Citizen Comments at Largo Meeting Often Give Best Flavor of Our Times
by Leo Coughlin
LARGO - Sometimes the best and most interesting news at Largo City Commission meetings can be picked up not on the official agenda to be acted upon but at citizen comments.
The City Commission is notorious for ignoring or not even responding to the queries, information and other material offered by citizens (which probably helps contribute to the apathy in the city).
But for those in attendance and those citizens tuned in on Channel 15 comments by citizens offer an insight into what the public is thinking and how remote the city government is from the citizenry.
Some of the stuff is way out there. For example, at the commission's August 7 meeting, one citizen suggested that members of the commission take a 2 percent pay cut for one year to help out in these parlous economic times.
Back of the envelope calculation reveals that action might save something less than $2,800 in the budget.
That amount of savings could be achieved by canceling the boondoggle trip to New Orleans (Bourbon Street were we come!) in November by Mayor Pat Gerard and Commissioner Rodney Woods to attend the annual orgy of the National League of Cities.
Some citizens took notice of the four-day sojourn in the Crescent City (one pointing out that it gave Woods a wonderful opportunity to visit his home grounds from whence he came) and expressed some umbrage about this fun trip to the South's leading location of fleshpots.
What will happen in New Orleans in November when folks from cities all over the country will meet to guzzle and frolic in the Vieux Carre happened in Washington, D.C., last year when Commissioner Andy Guyette and the former city manager were in attendance.
On that occasion Guyette had reason at one point to contact his traveling partner, and despite looking high and low, could not find him.

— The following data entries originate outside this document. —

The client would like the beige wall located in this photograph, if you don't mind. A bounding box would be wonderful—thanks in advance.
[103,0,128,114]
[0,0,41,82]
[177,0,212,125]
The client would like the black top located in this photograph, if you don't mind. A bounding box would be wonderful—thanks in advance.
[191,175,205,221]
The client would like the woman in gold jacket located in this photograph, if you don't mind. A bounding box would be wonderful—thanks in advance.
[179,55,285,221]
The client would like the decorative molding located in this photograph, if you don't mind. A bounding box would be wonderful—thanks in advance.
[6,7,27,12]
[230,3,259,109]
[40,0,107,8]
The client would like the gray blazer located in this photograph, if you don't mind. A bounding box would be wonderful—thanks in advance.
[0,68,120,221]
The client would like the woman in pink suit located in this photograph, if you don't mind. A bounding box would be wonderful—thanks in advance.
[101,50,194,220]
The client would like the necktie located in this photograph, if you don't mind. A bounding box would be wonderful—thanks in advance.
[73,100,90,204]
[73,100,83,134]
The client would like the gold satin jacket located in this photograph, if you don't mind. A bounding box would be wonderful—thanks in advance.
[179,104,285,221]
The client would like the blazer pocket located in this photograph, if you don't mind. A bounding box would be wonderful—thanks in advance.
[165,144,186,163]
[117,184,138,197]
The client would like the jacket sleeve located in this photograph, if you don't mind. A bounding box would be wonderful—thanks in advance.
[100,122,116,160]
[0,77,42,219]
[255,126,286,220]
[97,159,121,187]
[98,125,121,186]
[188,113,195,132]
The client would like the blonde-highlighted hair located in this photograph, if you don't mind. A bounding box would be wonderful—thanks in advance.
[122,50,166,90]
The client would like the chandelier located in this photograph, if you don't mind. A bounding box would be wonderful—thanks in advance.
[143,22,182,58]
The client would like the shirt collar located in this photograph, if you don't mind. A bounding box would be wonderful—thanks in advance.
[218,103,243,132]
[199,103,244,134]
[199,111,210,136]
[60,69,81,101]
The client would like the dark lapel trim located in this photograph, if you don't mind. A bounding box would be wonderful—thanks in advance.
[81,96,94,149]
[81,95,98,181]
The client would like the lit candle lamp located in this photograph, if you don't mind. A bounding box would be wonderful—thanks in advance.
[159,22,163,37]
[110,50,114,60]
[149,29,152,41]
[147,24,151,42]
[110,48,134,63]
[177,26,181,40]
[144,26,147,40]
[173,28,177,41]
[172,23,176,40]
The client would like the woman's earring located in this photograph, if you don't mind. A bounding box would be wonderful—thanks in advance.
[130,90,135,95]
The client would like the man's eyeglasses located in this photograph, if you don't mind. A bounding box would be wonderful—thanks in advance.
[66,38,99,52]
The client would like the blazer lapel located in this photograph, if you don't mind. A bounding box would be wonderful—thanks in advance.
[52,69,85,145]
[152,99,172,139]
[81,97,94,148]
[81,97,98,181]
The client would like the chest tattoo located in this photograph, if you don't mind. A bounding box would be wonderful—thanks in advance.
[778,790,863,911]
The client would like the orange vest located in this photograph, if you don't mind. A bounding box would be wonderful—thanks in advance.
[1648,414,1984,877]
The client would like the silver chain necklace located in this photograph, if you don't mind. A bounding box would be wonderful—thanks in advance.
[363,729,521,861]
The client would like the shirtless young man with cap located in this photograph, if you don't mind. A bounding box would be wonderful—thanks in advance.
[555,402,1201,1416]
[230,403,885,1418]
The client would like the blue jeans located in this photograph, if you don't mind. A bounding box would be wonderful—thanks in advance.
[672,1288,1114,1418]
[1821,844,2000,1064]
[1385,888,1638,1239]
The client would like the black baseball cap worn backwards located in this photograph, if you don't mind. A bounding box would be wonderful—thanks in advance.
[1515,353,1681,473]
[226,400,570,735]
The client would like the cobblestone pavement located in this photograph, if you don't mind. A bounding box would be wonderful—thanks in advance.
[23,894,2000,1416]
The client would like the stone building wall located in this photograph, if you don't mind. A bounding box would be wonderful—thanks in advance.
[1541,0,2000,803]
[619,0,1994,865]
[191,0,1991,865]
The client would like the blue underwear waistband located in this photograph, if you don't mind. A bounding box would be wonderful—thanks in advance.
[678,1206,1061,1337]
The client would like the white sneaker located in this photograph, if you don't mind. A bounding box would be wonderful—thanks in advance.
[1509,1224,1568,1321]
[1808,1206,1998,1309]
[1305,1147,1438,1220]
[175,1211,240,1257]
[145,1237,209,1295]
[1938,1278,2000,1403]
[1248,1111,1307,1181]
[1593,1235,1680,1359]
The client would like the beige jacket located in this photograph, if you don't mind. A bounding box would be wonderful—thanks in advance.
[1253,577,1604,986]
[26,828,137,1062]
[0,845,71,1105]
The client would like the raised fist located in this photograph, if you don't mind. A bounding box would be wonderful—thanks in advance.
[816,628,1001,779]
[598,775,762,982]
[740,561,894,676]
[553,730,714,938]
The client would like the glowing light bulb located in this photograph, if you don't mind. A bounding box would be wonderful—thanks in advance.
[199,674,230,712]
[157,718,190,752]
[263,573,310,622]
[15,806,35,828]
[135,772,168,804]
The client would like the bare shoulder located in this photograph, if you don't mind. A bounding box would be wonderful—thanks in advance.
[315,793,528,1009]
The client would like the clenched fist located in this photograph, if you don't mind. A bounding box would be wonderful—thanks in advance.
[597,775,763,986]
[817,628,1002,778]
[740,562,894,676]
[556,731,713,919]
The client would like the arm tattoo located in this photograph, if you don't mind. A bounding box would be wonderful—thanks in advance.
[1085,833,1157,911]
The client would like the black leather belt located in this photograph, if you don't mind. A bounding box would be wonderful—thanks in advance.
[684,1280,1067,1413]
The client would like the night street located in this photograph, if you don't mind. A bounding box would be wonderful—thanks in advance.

When said CM was finally found Guyette told of his unsuccessful search and heard these ominous words - "I was sitting right next to you."
However, said CM was in drag and Guyette, a polite and prudent man, did not take notice of the beauty (?) esconced next to him. You know the rest of the story.
Then of course the usual claque mustered up by the parks and recreation folks showed up to protest some park closings, etc., and Geoff Moakley, always on hand with a sharpened pencil and ways to save money, chipped in with some ideas.
John Atanasio had some ideas along those lines also, but there is no record or hint of the commission, individually or collectively, ever paying any attention to these stellar citizens and their money saving ideas.
Maybe the highlight of the show before the elected anointeds got down to gleefully spending money was the plea by Charlie Harper, a former commissioner himself, to prevent the Anona School from being wiped off the map.
And Harper went beyond that, begging the commission to consider measures to set up some kind of process to save and preserve historic buildings scattered around the city.
As a fellow who spent almost all his life in Largo, Harper, backed by the Largo Historical Society, wants to preserve parts of the past which bespeak the character of the city.
Such sentiment could be lost on the four Yankee carpet baggers who sit on the commission (Guyette, Gerard, Gigi Arntzen and Harriet Crozier) and the other three Southerners all (Mary Black, Tennessee; Gay Gentry, Mississippi, and Woods, Louisiana) do not have roots in Largo.
But Harper's importunings received a favorable response and it was agreed that something would be done to save places like the old Johnson place on 2nd Street and the old Largo Hotel.
And, yes, the School Board would be asked to save Anona School, the oldest in Pinellas County that dates from at least 1874 and maybe earlier.
Comment time went on for more than 45 minutes and it got some seasoning from a bloviator who performs in a manner akin to your old friendly Uncle Fred but which the young among us would recognize as and properly term B.S.